Transport en Commun lance « Mama Africa », entre Saint-Louis, baobab couché et boîte de nuit à ciel ouvert

Le titre « Mama Africa » est disponible depuis ce vendredi et réunit le Luxembourgeois Serge Tonnar et le Sénégalais MamJ Ras Soul dans un projet musical porté par le collectif Transport en Commun.

À l’origine, la rencontre s’est nouée lors d’un voyage privé de Serge Tonnar au Sénégal, où il croise MamJ Ras Soul et Adee. L’aventure prend ensuite une autre dimension quand Turnup Tun rejoint la production, jusqu’à imposer le nom du collectif. Le projet relie le Luxembourg et le Sénégal, mais aussi plusieurs langues, du wolof au luxembourgeois, en passant par le diola, le français et l’anglais, avec l’idée d’un « transport en commun » culturel.

Dans le morceau, les deux artistes mettent en avant une même urgence : célébrer l’Afrique tout en la questionnant. Les paroles évoquent un continent présenté comme « berceau de l’humanité », « trésor de richesses » et terre d’une jeunesse qui « n’attend que de s’épanouir », avant de poser la question de savoir pourquoi cette énergie ne profite pas pleinement à ceux qui la font vivre. Il y est aussi question de respect, de volonté politique et d’unité, dans un appel à s’asseoir « tous ensemble à la même table, en vraie famille », comme le rapporte IGFM en reprenant le sens du morceau.

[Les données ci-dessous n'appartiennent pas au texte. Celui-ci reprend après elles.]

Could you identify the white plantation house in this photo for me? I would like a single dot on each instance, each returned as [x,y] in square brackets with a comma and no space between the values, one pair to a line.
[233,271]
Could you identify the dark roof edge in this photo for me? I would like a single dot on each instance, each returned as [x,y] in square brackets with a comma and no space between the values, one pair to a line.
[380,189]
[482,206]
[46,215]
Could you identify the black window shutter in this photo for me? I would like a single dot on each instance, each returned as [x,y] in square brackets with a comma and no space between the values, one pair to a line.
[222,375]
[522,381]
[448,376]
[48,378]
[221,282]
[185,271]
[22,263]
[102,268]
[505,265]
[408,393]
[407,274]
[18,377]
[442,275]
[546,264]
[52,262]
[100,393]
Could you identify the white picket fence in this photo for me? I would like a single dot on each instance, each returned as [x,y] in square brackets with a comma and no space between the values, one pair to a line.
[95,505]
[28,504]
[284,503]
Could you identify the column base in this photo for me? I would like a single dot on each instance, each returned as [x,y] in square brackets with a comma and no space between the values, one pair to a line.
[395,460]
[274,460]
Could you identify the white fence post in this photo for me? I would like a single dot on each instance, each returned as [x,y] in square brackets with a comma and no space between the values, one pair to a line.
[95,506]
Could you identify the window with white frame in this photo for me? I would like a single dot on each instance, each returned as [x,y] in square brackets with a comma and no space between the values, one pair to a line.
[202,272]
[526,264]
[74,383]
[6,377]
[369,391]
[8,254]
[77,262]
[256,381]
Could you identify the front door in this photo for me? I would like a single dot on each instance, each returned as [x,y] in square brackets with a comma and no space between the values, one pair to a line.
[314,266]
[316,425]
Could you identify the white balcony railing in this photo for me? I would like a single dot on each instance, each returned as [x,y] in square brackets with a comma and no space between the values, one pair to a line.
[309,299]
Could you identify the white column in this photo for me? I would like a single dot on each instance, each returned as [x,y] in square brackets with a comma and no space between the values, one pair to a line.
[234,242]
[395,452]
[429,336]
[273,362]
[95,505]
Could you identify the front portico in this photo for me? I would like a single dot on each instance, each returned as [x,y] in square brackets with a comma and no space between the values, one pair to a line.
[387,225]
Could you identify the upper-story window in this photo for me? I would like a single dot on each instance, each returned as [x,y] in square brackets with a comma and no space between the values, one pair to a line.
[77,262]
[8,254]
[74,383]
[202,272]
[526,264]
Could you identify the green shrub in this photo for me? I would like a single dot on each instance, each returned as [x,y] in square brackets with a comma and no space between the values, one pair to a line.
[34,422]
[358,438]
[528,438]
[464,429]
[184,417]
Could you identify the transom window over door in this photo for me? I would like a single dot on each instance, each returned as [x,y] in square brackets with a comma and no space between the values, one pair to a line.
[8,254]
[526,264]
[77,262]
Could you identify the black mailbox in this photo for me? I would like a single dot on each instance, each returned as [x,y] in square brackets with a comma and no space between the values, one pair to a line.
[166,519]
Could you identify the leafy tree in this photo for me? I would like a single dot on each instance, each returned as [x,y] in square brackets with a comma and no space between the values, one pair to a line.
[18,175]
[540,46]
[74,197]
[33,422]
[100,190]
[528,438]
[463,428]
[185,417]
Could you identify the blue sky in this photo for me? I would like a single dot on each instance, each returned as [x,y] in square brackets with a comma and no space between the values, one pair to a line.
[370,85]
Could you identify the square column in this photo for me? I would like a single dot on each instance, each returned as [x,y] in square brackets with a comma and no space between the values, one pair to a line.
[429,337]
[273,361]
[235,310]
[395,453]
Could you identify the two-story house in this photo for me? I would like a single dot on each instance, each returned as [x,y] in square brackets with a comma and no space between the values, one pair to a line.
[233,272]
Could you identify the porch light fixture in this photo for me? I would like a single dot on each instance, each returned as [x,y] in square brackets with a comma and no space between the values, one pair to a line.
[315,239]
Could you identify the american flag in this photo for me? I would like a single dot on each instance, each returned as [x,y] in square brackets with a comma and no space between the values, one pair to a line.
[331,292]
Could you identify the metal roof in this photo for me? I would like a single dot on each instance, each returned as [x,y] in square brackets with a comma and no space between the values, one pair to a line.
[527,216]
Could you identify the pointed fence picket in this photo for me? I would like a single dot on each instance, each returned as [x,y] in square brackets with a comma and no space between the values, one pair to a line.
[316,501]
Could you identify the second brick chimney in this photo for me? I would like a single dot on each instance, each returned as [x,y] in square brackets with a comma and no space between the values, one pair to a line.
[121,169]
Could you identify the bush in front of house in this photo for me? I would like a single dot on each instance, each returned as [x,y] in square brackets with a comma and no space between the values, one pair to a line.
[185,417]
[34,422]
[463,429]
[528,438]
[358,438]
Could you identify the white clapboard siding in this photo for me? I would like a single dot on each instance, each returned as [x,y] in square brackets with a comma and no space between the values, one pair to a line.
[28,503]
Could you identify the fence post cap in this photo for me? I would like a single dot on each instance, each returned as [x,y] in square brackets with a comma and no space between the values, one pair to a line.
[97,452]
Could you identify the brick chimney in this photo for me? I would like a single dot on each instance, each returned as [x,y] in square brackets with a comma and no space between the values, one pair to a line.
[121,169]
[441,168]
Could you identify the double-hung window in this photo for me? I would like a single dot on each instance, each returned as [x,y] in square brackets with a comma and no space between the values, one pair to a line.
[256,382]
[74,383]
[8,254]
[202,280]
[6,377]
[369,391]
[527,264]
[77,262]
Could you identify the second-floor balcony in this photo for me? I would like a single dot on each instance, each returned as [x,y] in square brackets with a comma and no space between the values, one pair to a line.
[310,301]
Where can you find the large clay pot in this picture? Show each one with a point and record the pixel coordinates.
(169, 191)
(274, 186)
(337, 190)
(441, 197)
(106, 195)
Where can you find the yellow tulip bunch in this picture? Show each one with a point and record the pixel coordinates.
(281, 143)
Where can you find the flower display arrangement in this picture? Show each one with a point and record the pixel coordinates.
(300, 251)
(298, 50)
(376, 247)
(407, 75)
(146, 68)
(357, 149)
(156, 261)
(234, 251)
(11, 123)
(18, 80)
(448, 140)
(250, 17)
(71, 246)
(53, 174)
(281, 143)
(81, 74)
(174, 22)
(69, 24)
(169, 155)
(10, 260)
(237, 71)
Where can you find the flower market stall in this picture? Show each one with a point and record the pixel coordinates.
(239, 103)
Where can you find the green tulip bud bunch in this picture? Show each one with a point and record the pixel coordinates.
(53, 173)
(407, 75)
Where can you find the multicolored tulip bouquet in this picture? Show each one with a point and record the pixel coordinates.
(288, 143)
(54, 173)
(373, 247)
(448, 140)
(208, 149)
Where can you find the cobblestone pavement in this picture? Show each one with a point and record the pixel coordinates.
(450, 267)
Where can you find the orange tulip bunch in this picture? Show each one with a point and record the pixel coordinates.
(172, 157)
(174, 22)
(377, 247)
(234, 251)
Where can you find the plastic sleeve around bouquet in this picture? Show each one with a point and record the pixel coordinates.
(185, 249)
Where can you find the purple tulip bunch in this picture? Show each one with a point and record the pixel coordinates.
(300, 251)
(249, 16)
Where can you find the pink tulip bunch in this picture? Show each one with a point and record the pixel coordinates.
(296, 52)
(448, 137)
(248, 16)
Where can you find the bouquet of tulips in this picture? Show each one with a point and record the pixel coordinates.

Musicalement, « Mama Africa » associe djembé et kora à une production contemporaine signée Turnup Tun, présenté comme le fils de Serge Tonnar. Le morceau est crédité à Transport en Commun, avec Serge Tonnar et MamJ Ras Soul. Les paroles et la musique sont attribuées à MamJ Ras Soul, Serge Tonnar et Tun Tonnar, tandis que le mix et la production portent la signature de Tun Tonnar.

Le clip, réalisé par une équipe sénégalaise sous la direction de Cheikh Wowa, suit un trajet qui commence à Saint-Louis avec les deux artistes dans les rues, au musée de la photographie et dans la maison « Au fil du fleuve ». Le voyage se poursuit vers le baobab couché de la Petite Côte, présenté comme un symbole de résilience, avec des percussionnistes, des danseurs et les Simb Gaïndé. La séquence se termine dans une boîte de nuit à ciel ouvert où une foule cosmopolite danse sur des rythmes de plus en plus insistants. L’actrice Sokhna Diop y incarne « Mama Africa ».